Otoritas Jasa Keuangan (OJK) mengimbau agar tak mudah tergiur dengan berbagai tawaran financial technology (fintech) peer to peer lending atau pinjaman online alias utang online dan berakhir terlilit utang lantaran pinjam dana. Pengguna harus memahami kemampuan keuangan dirinya sendiri.
“Kita berimbang sajalah, tidak ada yang jahat, tidak ada yang benar. Kalau pinjamnya terlalu tinggi, si jasa fintech peer to peer ini harus koreksi juga. Tetapi, yang minjam juga sudah tau kemampuannya, sanggupnya cuma bayar satu kenapa harus pinjam di lima jasa,” kata Kepala Eksekutif Pengawas Pasar Modal OJK, Hoesen di Padang, belum lama ini.
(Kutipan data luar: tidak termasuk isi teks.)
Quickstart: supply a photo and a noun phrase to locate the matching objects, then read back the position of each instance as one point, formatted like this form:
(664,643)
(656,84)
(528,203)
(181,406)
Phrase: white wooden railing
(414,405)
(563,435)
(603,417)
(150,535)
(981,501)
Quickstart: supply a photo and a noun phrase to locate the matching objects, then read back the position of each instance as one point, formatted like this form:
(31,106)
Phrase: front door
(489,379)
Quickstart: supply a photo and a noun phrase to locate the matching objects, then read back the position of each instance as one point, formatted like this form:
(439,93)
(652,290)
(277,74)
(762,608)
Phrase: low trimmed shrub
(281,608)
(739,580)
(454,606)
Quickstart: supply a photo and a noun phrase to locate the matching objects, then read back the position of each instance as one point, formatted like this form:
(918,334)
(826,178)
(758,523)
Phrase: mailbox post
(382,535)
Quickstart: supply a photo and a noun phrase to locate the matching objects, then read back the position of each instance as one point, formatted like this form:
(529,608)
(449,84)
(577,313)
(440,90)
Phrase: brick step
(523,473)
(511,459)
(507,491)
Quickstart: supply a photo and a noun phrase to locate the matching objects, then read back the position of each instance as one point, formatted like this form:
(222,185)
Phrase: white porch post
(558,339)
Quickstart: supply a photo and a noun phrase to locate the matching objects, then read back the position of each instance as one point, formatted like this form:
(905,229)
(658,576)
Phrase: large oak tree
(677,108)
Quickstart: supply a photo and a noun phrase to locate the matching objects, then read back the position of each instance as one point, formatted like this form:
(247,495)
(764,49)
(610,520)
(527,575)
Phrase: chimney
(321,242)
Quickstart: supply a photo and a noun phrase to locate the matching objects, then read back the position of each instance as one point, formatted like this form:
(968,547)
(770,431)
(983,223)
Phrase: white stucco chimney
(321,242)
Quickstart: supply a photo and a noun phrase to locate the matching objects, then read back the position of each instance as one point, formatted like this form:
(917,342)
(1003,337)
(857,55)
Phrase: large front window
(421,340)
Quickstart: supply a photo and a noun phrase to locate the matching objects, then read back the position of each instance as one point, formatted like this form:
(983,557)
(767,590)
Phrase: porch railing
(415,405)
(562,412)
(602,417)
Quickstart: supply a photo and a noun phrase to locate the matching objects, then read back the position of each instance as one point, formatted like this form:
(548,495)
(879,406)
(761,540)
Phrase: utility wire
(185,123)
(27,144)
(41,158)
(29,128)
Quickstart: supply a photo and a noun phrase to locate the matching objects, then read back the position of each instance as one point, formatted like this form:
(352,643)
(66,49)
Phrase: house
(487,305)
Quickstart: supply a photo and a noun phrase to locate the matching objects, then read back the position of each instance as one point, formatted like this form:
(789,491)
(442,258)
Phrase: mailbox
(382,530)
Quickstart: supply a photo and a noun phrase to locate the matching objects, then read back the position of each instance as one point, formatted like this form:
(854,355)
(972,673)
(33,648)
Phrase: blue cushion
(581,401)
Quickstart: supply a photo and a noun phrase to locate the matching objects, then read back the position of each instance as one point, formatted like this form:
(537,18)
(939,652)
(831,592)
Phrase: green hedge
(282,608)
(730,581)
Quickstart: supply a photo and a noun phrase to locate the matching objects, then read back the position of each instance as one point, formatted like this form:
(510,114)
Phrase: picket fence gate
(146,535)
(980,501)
Hoesen menjelaskan, OJK akan menindak penyelenggara fintech yang sudah terdaftar atau berizin jika melakukan pelanggaran. Untuk fintech ilegal OJK sudah bekerja sama dengan Satuan Tugas Waspada Investasi untuk memutus mata rantai aliran dana. Cara pengawasannya, kata dia, OJK akan cek lalu diverifikasi. Jika ada tindak pidana maka langsung ditangkap.
“Saya juga menyayangkan peer to peer yang tidak etis. OJK tetap melakukan pengawasannya. Begitu juga, debt collector yang boleh itu di hire (rekrut) yang sudah bersetifikasi. Tidak bisa sembarangan yang jadi debt collector. Jika seperti ini, kerugian yang ditimbulkan pihak lembaga, dibebankan ke lembaga,” ujar Hoesen.
Hoesen menambahkan, untuk fintech yang terdaftar di bawah pengawasan OJK serta menjadi anggota Asosiasi Fintech Pendanaan Bersama Indonesia (AFPI) telah memiliki beberapa kesepakatan bersama. Di antaranya adalah tidak boleh melakukan tindak kekerasan dalam proses penagihan hingga memberlakukan denda yang mencekik nasabah.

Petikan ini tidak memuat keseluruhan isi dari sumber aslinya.